Su matarası termos ( 3 litre içme suyu taşımanızda fayda var en çok ihtiyacınız olacak şey su )
Kaymayan bileği kapatan ayakkabı
Bilek ile diz arasını kapatacak tozluk
Rahat ve dayanıklı uzun pantolon ve şort (Benim tercihim dizden fermuarlı yürüyüş pantolonu çünkü fermuar kısmından alt parçayı ayırıp şort olarak kullanabilirsin dayanıklı ve rahattır)
Terlik ayak bakımı yaparken lazım olacak
Yedek iç çamaşırları
Yeteri kadar çorap (Kalınve naylon olmayan çabuk kuruyan tercih edilmeli yıkayıp kuruyana kadar yedek olanı sizi idare etmeli)
Yazlık uzun kollu sweet(ihtiyaç duyarsanız isteğe bağlı)
Havlu (Kamp için satılan ince hafif olanlardan)
Mayo
İlk yardım malzemesi
Panzehir (Olmaz ama yinede böcek sokmasına karşı tedbir, çünkü doğada olacaksın)
Sinek Losyonu
Güneş gözlüğü
Güneş Kremi
Fener veya kafa lambası
Pil
Powerbank
Çakı
Ateş başlatıcı veya çakmak
Sabun
Şampuan
Mendil,peçete,ıslak mendil
Diş fırçası ve kişisel bakım hijyen malzemesi
Çöp poşeti (Doğaya çöp bırakmıyoruz)
Varsa el GPS cihazı, telsiz ve harita
Bölgenin deniz seviyesinde kıyı şeridinde olması ve yüksek nem oranı sebebiyle yaz aylarında Likya Yolu Yürüyüş planı yapmanızı asla önermiyorum (Afrikalı iseniz orasını bilmem tabi) Likya yolunda yürümek için en uygun ideal zaman Nisan sonu Mayıs ve Haziran ayı ortasına kadar olan mevsim. Sonbahar ve kış döneminde Ekim, Kasım, Aralık ayı ortasına kadar olan dönemler uygundur. Asla yaz ayında bu işe kalkışmayın özellikle de Temmuz ve Ağustor ayında aklınızdan bile geçirmeyin.
Sabah erken saatlerde yürüyüşe başlarsanız iyi olur hem epey yol gidersiniz hemde gezilecek yerlerde öğlen sıcağına kalmamış olursunuz.
Sabah saat 06:30 ile 10:00 arasında akşam ise 16:00 ile 20:00 saatleri arasında yürümenizi tavsiye ederim arada kalan öğlen saatini dinlenerek ve yemek için geçirmenizde fayda var.

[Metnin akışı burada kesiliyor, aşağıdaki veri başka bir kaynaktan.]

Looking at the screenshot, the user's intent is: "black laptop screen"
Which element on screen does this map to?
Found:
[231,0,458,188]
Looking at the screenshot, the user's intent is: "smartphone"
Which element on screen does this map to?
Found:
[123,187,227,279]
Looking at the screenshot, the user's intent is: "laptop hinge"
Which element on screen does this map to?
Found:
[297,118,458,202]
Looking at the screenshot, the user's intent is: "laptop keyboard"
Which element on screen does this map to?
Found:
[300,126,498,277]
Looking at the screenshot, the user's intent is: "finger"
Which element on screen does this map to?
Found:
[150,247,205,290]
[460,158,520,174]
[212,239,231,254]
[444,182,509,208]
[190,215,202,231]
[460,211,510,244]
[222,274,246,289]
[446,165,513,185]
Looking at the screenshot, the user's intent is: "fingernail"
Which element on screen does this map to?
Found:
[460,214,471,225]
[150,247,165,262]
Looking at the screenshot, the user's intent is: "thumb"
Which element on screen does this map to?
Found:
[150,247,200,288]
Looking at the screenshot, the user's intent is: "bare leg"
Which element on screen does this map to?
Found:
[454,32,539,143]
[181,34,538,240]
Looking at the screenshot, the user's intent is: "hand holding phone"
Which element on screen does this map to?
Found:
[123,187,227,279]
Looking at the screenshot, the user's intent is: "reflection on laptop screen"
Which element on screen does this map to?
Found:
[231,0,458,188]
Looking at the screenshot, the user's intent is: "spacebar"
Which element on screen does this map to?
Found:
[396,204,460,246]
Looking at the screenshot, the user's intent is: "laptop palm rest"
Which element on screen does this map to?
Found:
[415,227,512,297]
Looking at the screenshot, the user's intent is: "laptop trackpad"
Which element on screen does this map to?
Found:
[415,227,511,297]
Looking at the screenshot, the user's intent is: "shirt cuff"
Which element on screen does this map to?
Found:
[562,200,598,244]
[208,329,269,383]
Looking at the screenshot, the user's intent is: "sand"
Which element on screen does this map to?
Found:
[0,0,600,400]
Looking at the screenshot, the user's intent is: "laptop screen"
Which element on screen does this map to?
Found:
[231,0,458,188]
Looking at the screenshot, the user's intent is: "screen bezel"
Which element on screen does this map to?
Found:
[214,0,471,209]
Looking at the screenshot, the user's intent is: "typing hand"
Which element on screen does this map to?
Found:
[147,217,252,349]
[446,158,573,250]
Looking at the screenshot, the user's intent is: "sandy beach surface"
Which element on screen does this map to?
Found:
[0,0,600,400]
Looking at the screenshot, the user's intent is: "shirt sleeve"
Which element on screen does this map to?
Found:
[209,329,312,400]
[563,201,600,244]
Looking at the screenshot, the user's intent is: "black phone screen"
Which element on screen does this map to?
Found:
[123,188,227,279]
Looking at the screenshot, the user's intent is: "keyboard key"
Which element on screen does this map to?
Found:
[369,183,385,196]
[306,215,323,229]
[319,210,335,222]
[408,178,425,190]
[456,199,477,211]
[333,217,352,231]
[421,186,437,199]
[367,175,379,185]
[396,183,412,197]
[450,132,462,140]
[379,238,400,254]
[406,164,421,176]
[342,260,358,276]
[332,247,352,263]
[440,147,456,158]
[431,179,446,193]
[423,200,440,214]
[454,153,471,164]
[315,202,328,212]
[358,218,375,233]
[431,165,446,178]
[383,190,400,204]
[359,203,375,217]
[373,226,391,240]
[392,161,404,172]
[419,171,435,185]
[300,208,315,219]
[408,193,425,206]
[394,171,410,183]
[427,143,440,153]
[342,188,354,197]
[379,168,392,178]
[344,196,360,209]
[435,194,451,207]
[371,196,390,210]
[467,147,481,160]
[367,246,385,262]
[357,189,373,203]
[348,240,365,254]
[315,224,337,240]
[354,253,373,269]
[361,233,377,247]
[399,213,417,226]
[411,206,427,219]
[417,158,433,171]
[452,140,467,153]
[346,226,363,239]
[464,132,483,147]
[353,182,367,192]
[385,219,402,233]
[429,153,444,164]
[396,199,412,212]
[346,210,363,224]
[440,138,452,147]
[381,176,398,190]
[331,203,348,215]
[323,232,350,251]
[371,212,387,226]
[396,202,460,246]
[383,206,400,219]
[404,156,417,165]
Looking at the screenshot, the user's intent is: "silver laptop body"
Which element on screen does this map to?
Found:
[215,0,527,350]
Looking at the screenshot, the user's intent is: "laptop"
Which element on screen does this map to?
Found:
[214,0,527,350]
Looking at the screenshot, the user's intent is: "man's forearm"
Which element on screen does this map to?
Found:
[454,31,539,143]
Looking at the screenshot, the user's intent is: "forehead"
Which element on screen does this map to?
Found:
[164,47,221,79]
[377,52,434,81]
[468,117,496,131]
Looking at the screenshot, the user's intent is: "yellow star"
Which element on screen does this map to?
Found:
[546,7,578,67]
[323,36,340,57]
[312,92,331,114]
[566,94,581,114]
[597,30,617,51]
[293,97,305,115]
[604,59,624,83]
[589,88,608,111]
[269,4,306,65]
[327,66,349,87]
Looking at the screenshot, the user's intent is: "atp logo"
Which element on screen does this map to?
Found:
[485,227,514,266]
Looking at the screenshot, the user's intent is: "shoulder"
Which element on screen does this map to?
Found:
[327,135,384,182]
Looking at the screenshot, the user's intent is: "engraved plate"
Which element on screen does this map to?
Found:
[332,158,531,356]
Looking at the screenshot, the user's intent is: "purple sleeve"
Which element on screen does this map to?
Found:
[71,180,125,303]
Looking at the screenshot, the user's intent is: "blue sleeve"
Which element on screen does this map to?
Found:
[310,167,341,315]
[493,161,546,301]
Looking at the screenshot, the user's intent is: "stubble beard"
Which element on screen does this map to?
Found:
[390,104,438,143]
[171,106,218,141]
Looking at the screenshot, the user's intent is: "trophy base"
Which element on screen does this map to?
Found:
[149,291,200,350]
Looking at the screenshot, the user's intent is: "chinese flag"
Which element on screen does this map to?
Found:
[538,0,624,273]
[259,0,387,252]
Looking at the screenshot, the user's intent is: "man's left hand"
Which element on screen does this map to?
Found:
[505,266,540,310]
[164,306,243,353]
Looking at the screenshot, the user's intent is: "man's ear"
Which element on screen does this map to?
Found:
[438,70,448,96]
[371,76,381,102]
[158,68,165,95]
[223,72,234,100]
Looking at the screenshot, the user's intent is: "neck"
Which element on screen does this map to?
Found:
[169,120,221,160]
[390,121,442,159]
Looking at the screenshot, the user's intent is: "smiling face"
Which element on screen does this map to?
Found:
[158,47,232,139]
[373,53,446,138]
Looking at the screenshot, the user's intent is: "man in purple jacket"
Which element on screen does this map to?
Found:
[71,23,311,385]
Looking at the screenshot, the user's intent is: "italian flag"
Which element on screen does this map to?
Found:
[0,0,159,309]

Not: Likya Yolu parkurları hakkında kullanabileceğiniz harita ve GPS verilerini ayrı ayrı "buradan" indirilebilirsiniz veya ister el terminaline isterseniz de cep telefonunuza yükleyip internetsiz kullanabileceksiniz. Ayrıca Wikiloc kullanıcıları için de rotayı takip edebilecekleri linkleri ekledim kendinize uygun rotayı kullanabilirsiniz.
Buraya kadar dostlar, size Likya Yolu hakkında herkesin yola çıkmadan önce araştırdığı, bilmesi gerekenleri, merak ettiği konuları ele almaya çalıştım. Keyifli bir tatil, doğa yürüyüşü geçirmenizi dilerim yolunuz açık olsun ayağınıza taş değmesin.